Tetracyclines are usually not the preferred drug for use in pregnant
women because of risks associated with malformation of teeth and bones
in unborn children. Chloramphenicol is an alternative drug that can be
used to treat Rocky Mountain spotted fever; however, this drug may be
associated
with a wide range of side effects including aplastic anemia, and
may require careful monitoring of blood levels.
Prevention and Control
Limiting exposure to ticks is the most effective way to reduce the
likelihood of Rocky Mountain spotted fever infection. In persons
exposed
to tick-infested habitats, prompt careful inspection and removal of
crawling
or attached ticks is an important method of preventing disease. It may
take several hours of attachment before organisms are transmitted from
the tick to the host.
Currently, no licensed vaccine is available for Rocky Mountain
spotted
fever.
It is unreasonable to assume that a person can completely eliminate
activities that may result in tick exposure. Therefore, prevention
measures
should be aimed at personal protection. CDC recommends the following
prevention
measures:
-Wear light-colored clothing to allow you to see ticks that are
crawling
on your clothing.
-Tuck your pants legs into your socks so that ticks cannot crawl up
the inside of your pants legs.
-Apply repellents to discourage tick attachment. Repellents
containing
permethrin can be sprayed on boots and clothing, and will last for
several
days. Repellents containing DEET (diethyltoluamide) can be applied to
the
skin, but will last only a few hours before reapplication is necessary.

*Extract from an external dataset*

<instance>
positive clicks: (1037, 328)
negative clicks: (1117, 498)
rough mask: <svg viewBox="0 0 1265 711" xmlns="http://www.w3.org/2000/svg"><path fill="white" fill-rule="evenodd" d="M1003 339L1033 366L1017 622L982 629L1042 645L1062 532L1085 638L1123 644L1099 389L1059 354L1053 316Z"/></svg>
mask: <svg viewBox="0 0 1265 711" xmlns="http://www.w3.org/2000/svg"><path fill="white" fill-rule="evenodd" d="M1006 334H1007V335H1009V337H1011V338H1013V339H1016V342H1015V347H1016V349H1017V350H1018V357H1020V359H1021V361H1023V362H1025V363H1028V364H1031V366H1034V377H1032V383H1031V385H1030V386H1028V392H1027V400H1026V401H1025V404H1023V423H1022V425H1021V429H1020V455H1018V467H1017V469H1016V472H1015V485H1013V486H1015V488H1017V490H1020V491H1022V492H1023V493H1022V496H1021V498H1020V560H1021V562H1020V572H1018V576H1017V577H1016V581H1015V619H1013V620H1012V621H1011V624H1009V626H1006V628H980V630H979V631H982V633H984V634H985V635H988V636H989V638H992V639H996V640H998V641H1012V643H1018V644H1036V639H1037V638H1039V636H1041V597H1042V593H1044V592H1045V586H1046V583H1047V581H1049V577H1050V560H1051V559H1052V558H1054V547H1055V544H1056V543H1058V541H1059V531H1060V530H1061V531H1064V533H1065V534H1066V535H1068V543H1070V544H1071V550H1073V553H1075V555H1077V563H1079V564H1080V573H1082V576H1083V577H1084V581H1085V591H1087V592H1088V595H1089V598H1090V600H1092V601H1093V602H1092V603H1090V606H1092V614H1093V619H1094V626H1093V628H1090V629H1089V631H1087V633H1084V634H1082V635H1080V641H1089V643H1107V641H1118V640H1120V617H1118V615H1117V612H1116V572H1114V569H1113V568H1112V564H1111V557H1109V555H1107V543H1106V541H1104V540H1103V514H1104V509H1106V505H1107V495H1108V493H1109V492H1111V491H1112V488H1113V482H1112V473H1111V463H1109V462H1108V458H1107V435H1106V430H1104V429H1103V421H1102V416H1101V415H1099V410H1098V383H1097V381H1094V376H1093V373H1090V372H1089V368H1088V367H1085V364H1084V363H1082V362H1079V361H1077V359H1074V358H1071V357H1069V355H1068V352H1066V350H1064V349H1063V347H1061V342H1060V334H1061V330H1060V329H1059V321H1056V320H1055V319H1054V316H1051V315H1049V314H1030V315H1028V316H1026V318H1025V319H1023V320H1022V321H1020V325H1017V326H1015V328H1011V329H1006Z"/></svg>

Use DEET with caution on children. Application of large amounts of DEET
on children has been associated with adverse reactions.
-Conduct a body check upon return from potentially tick-infested
areas
by searching your entire body for ticks. Use a hand-held or full-length
mirror to view all parts of your body.
-Remove any tick you find on your body. Parents should check their
children
for ticks, especially in the hair, when returning from potentially
tick-infested
areas. Additionally, ticks may be carried into the household on
clothing
and pets. Both should be examined carefully.
Tick Control
Strategies to reduce populations of vector ticks through area-wide
application of acaricides (chemicals that will kill ticks and mites)
and
control of tick habitats (e.g., leaf litter and brush) have been
effective
in small-scale trials. New methods being developed include applying
acaricides
to rodents by using baited tubes, boxes, and feeding stations in areas
where these pathogens are endemic. Biological control with fungi,
parasitic
nematodes, and parasitic wasps may play alternate roles in integrated
tick
control efforts. Community-based, integrated, tick-management
strategies
may prove to be an effective public health response to reduce the
incidence
of tick-borne infections. However, limiting exposure to ticks is
currently
the most effective method of prevention.